Beitrag von ab08 » Mi 15. Nov 2017, 19:14

Liebe Ulla,

wie man eine Skala ansetzt, ist natürlich immer die Frage... :wink: -> Also, was Null bedeutet, ob 50 Punkte viel sind oder erst 80 Punkte, ob 100 Punkte überhaupt erreicht werden können oder als Grenzwert zu sehen sind... --Wenn es, vgl.

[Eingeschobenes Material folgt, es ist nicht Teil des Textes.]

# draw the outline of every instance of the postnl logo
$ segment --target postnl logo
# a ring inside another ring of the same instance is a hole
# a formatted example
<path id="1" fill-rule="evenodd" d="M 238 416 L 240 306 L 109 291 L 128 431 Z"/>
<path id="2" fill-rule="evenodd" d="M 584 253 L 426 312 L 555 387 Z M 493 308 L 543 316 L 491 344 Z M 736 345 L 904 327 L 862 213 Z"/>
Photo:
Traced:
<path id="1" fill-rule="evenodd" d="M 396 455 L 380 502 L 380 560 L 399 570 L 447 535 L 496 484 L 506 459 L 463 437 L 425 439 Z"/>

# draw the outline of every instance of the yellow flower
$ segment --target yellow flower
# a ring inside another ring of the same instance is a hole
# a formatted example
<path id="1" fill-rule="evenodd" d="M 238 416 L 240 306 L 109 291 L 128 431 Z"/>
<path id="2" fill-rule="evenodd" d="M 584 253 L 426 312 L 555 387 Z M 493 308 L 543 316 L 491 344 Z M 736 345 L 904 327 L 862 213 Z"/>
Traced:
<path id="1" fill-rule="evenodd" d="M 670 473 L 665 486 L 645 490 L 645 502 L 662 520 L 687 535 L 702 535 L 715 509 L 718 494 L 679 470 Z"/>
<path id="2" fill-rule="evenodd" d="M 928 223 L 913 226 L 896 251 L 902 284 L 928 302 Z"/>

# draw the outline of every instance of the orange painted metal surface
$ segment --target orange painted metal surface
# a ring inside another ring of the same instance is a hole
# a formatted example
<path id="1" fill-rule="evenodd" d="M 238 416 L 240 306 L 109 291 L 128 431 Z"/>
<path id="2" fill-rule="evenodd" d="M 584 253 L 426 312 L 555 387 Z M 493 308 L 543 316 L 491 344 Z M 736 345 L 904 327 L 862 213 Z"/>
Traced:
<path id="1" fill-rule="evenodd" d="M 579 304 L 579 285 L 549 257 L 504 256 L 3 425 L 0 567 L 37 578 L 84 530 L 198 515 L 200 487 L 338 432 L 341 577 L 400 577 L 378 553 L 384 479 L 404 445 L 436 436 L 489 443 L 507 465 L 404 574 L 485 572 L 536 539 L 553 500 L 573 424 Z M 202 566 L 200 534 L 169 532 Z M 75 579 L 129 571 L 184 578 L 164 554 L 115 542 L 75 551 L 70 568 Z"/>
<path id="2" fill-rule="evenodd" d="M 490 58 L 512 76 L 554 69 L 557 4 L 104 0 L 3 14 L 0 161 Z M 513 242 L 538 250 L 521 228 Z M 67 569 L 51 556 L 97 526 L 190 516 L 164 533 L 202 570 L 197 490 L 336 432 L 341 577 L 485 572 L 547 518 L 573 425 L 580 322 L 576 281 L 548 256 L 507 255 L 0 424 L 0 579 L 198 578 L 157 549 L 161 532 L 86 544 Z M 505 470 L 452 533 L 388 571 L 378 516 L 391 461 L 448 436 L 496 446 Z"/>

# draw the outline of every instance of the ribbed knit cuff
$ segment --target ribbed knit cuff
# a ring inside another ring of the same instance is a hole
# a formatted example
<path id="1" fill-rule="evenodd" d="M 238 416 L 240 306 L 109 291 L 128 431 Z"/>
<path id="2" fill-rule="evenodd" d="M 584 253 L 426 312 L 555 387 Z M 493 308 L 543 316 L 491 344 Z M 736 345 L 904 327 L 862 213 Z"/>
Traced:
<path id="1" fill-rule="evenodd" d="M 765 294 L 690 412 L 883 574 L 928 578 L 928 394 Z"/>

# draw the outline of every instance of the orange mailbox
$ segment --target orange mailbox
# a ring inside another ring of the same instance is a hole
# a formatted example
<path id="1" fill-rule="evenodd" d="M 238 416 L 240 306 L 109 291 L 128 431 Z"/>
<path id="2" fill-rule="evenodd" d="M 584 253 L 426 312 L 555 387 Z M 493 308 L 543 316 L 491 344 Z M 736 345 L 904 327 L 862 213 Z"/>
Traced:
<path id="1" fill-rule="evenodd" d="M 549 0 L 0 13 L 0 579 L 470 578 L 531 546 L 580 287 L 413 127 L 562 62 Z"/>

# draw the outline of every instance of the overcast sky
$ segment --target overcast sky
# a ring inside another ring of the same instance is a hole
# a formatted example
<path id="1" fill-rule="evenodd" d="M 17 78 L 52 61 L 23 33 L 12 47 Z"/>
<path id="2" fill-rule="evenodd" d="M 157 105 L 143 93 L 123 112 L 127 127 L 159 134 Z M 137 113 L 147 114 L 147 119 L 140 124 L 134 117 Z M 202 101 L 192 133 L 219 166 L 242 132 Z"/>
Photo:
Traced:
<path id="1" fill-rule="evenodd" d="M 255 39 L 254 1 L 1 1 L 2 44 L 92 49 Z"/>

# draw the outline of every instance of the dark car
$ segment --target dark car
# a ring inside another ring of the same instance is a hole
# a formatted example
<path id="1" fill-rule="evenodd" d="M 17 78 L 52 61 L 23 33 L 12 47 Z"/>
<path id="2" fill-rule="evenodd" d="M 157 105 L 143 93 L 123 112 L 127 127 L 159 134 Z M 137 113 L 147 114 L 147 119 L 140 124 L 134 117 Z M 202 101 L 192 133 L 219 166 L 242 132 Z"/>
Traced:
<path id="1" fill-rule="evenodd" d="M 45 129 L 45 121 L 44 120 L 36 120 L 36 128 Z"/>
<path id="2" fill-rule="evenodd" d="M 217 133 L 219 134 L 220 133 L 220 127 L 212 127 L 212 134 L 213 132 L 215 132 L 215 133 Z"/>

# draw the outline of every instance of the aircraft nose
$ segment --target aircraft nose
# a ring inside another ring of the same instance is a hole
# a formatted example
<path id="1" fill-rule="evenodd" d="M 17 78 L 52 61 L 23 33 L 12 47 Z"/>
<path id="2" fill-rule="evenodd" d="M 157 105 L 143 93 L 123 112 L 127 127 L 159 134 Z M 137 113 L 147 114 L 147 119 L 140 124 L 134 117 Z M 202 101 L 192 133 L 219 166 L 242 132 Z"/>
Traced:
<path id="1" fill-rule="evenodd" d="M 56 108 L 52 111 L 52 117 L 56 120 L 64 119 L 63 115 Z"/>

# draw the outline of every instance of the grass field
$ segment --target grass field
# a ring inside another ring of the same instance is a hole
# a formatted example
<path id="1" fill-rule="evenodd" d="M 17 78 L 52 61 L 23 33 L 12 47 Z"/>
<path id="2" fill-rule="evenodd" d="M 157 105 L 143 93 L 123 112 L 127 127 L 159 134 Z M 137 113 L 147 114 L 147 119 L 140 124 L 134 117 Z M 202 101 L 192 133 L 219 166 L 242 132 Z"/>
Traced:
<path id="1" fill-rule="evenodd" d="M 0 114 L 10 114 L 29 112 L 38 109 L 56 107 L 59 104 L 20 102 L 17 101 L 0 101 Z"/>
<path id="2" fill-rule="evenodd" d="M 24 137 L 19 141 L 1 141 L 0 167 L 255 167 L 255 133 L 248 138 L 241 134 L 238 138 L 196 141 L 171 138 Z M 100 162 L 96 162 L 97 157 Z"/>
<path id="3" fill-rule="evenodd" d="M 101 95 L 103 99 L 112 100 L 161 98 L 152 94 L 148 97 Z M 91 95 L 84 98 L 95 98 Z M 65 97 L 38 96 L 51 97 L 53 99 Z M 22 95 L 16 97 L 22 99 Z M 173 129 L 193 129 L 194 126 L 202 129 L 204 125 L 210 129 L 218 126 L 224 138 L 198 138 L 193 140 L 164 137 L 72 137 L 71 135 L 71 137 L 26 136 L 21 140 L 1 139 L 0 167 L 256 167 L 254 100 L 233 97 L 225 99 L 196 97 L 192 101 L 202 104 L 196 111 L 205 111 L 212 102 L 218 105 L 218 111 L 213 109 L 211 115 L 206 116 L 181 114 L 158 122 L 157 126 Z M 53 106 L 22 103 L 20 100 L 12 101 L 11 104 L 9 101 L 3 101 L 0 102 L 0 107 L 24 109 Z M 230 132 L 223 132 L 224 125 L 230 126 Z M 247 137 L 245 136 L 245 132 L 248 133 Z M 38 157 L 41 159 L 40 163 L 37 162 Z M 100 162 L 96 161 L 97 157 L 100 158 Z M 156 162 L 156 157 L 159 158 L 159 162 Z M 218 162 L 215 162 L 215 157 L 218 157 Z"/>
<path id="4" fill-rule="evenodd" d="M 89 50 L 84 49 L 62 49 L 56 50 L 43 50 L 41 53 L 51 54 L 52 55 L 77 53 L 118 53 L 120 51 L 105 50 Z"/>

Temperatur negative Werte gäbe, wären 50 Punkte eventuell ziemlich viel.
Allerdings, ich muss jetzt ehrlich gestehen :oops: , bin ja Mathematikerin, darüber dachte ich überhaupt nicht nach. :oops:
Mir als Mathematikerin ist das halt ziemlich wurscht ... Ob die Skala logarithmisch oder linear ist, ob der Nullpunkt verschoben wurde, das sind ohnehin nur Äußerlichkeiten. --> In der Regel hängt es damit zusammen, ob der Autor was betonen oder was verschleiern will.
Allerdings das Verschleiern funktioniert nur bei Menschen, die nicht öfter mit sowas Umgang haben. :wink:
Natürlich, Deine Kritik ist da völlig berechtigt, spielt genau das in der Außenwirkung die wesentliche Rolle...
(Daher haben viele Mathematiker mit ihrem Spezialgebiet ein heftiges Kommunikationsproblem) :lol:

:oops: Aber, wie gesagt, Entschuldigung, darüber dachte ich eigentlich nicht nach
--> Den Namen reparierte ich gleich, auch dafür bitte ich um Nachsicht! :oops:

Liebe Grüße
Andrea )))(:

P.S. Medizinische Statistiken sind, aus mathematischer Sicht, ohnehin häufig mit Vorsicht zu genießen. (Es liegt auch daran, dass die Sachverhalte in der Regel hochkomplex sind. /Damals war ich mit Korrekturlesen befasst./ - Die Qualität ist jedenfalls, aus mathematischer Sicht, sehr unterschiedlich.)